Known Issues and Planned Work

This page lists known issues, current limitations, and planned improvements for upcoming versions of SupplyNetPy.

Known Issues

  • ⚠️ Loops in a Supply Chain: The library does not check for loops in the network. It is possible to create a supply chain with loops, for example, when two distribution centers are connected to overcome shortages during supply.
  • ⚠️ Simultaneous Events: When multiple events are scheduled at the same time (e.g., at time t=10), they are executed sequentially, one after another. SupplyNetPy is built on SimPy and executes events according to event IDs (as in SimPy). For deterministic simulations, the same output is generated for each run.
  • ⚠️ Simulation Parallelization: Currently, SupplyNetPy does not support parallelizing the simulation model.
  • ⚠️ Real-Time Simulation: Real-time simulation is not supported.
  • ⚠️ Link disruption only blocks new orders: When a Link becomes inactive, any shipment already dispatched over it continues to completion — SupplyNetPy does not currently interrupt in-transit deliveries on a disrupted link. Only new replenishment orders are blocked until the link recovers. Supplier-selection policies (SelectFirst, SelectAvailable, SelectCheapest, SelectFastest) filter out disrupted links by default, so they will prefer active suppliers when one exists; if every link is down, the policy still returns a supplier (so callers don't need to handle None), and the dispatch gate at process_order blocks it until a link recovers. In "fixed" mode, if the locked supplier's link is temporarily disrupted, the policy routes around it through an active alternative and resumes the lock once the link recovers.

Planned Work

  • Case Studies: Real-world supply chain models.
  • Logistics Operations: Geographic map locations, CO₂ calculations, and fleet management.
  • Simulation Parallelization: To enable faster execution of the model and support real-time simulation.
  • Simulation-Based Optimization (SBO): Integration of optimization methods from Python's SciPy library to support SBO.
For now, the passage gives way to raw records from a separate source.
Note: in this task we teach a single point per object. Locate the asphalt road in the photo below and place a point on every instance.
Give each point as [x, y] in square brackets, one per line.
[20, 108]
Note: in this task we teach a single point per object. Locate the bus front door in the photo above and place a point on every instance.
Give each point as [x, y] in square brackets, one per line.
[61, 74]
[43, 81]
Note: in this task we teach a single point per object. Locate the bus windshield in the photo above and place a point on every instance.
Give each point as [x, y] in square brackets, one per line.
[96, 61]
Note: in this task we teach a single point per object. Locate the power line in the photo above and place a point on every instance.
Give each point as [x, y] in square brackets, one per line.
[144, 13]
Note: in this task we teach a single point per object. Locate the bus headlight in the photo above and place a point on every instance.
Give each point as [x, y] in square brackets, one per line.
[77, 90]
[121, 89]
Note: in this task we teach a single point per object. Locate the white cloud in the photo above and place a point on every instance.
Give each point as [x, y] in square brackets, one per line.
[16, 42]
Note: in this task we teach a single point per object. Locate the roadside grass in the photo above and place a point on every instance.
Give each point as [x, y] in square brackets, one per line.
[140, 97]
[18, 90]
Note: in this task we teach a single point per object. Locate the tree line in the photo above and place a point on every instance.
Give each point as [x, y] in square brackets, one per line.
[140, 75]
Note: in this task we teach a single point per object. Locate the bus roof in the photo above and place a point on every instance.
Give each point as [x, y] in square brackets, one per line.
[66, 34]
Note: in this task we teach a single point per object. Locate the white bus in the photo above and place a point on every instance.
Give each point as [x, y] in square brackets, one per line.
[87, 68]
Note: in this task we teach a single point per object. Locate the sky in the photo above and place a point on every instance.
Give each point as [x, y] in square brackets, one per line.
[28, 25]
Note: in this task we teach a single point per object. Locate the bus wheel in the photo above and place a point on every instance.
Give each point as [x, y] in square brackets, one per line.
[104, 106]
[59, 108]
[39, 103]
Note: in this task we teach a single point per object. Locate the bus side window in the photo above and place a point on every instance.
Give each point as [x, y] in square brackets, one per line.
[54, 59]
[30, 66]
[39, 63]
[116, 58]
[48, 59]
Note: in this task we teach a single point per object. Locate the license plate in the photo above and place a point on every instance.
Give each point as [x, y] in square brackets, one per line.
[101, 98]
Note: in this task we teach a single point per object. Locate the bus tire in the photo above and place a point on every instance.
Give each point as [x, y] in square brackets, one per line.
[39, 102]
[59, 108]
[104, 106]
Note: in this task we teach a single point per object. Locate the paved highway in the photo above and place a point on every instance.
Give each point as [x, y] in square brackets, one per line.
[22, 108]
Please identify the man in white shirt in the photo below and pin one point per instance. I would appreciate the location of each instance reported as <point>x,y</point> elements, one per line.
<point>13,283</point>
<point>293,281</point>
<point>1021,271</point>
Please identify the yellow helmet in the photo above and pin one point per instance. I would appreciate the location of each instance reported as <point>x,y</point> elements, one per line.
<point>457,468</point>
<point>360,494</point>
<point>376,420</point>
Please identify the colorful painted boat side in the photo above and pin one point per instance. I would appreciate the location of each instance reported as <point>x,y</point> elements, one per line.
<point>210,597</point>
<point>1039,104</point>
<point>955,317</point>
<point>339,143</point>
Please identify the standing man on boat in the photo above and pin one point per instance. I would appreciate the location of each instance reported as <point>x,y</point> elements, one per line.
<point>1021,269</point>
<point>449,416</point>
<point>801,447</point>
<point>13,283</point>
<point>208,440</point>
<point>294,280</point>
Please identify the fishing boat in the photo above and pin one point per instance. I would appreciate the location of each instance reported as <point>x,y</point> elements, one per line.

Note: Disruption modeling for both nodes (warehouses, factories, retailers, etc.) and links (transport routes) is already built into SupplyNetPy and is not on the planned-work list. You can configure disruptions in two ways:

  • Random — set failure_p on a Node (or its equivalent on a Link) to give it a probability of failing at each tick.
  • Scheduled — set node_disrupt_time and node_recovery_time to make the node go offline at fixed intervals and come back after a fixed delay.

On top of that, the disruption_impact setting on a node controls what happens to the goods on the shelf when a disruption begins:

  • "destroy_all" — every unit at the node is lost (e.g., a fire at a warehouse).
  • "destroy_fraction" — a portion of the stock is lost. The portion is given by disruption_loss_fraction, which can be either a fixed number between 0 and 1 (e.g., 0.3 for 30%) or a small Python function that returns a different value each time, if you want randomized losses.
  • A custom Python function — for any other rule (contamination of certain batches, partial spoilage, capacity damage, etc.).

The amount destroyed and its monetary value are recorded automatically as node.stats.destroyed_qty and node.stats.destroyed_value, and the value is subtracted from profit, so the financial impact appears in the simulation results without any extra bookkeeping.

If you want repeatable simulation runs (for example, to compare two policies fairly under the same sequence of random failures), either pass an rng argument when you create a node or link, or call scm.set_seed(n) once before building the network.